When we applied for a patent back in 1972, we explained that we were not trying to patent an original bacterium, but instead one that had been manipulated so that it had inherited capabilities that no natural microorganism had. It might be alive, but it was no longer a product of nature. The Patent and Trademark Office turned us down, as did the Patent Office Board of Appeal. Then we went before the Court of Customs and Patent Appeals, which agreed with us, ruling in part that "…the fact that microorganisms, as distinguished from chemical compounds, are alive is a distinction without legal significance."
"As with Fulton's steamboat 'folly' and Bell's telephone 'toy,' new technologies have historically encountered resistance," added the Court. "But, if our patent laws are to achieve their objective, extra-legal efforts to restrict wholly new technologies to the technological parameters of the past must be eschewed."
Finally, in 1980, the U.S. Supreme Court ruled that "Anything under the sun that is made by Man is patent-eligible in the United States." The patent was issued the next year.

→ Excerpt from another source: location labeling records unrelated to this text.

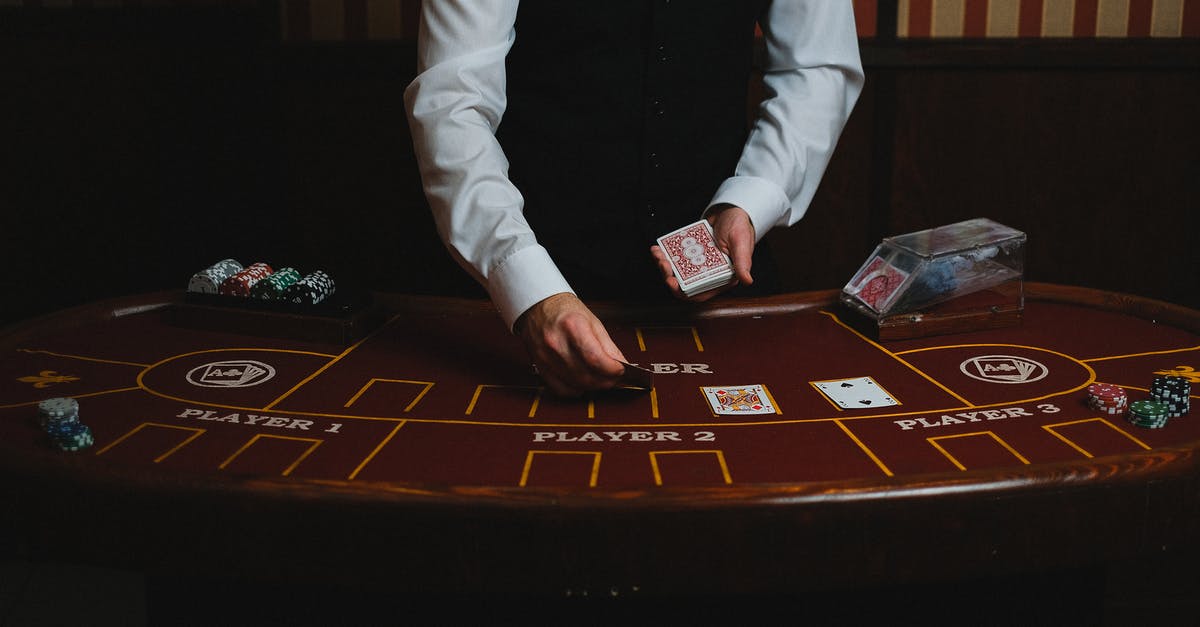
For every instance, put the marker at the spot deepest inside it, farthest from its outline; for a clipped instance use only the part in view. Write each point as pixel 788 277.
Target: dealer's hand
pixel 569 346
pixel 733 234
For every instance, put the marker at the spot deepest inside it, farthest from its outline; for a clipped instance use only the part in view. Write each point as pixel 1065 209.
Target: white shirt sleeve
pixel 811 79
pixel 455 105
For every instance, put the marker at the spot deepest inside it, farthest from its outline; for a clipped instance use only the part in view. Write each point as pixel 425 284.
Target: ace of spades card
pixel 857 393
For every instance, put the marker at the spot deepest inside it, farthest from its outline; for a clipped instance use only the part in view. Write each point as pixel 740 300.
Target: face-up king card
pixel 739 400
pixel 858 393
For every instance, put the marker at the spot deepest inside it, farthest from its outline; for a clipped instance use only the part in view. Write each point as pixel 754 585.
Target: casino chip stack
pixel 208 281
pixel 1173 392
pixel 241 282
pixel 1149 413
pixel 313 288
pixel 1108 398
pixel 60 421
pixel 273 287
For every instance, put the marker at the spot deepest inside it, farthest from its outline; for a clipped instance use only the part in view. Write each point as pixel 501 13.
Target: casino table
pixel 421 451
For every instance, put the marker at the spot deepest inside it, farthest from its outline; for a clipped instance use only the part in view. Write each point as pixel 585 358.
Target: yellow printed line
pixel 528 464
pixel 1141 354
pixel 82 358
pixel 101 393
pixel 259 436
pixel 316 374
pixel 196 433
pixel 864 448
pixel 720 463
pixel 429 384
pixel 376 452
pixel 331 362
pixel 1051 428
pixel 999 440
pixel 897 357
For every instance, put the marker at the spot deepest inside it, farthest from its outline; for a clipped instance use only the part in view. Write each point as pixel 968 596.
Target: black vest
pixel 623 118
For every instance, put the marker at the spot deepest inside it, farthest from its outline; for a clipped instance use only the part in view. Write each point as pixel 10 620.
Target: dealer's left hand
pixel 735 236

Diamond v Chakrabarty has been credited with opening up the field of biotechnology so that all kinds of living forms—plants, animals, human stem cells, human genes—can be patented. It is one of the reasons why U.S. biotechnology is such a thriving industry. A perfect illustration of its impact is a comparison between the pharmaceutical industries in India—which is the second- or third-largest drug-exporting nation in the world—and the United States, which is first. India's entire industry is valued at only $15 billion, while just one U.S. company, Genentech, was sold last year for $45 billion. Researchers in this country have created an extraordinary number of new drugs, while India has focused on manufacturing generic copies.
Presently, I am researching new types of drugs that may result in a revolutionary way to combat cancer, HIV-AIDS and malaria, among others. To protect my work, my university has filed and received 10 patents to cover the potential marketing of these drugs.
What was appropriate in 1793, when Thomas Jefferson argued for the right of citizens to obtain patents, was not necessarily appropriate 100—much less 217—years later.
For that reason, it is in the best interest of every individual and business that stands to gain, or lose, in the patent arena to be constantly vigilant and proactive when it comes to understanding the patent legal system and the evolution of patent law.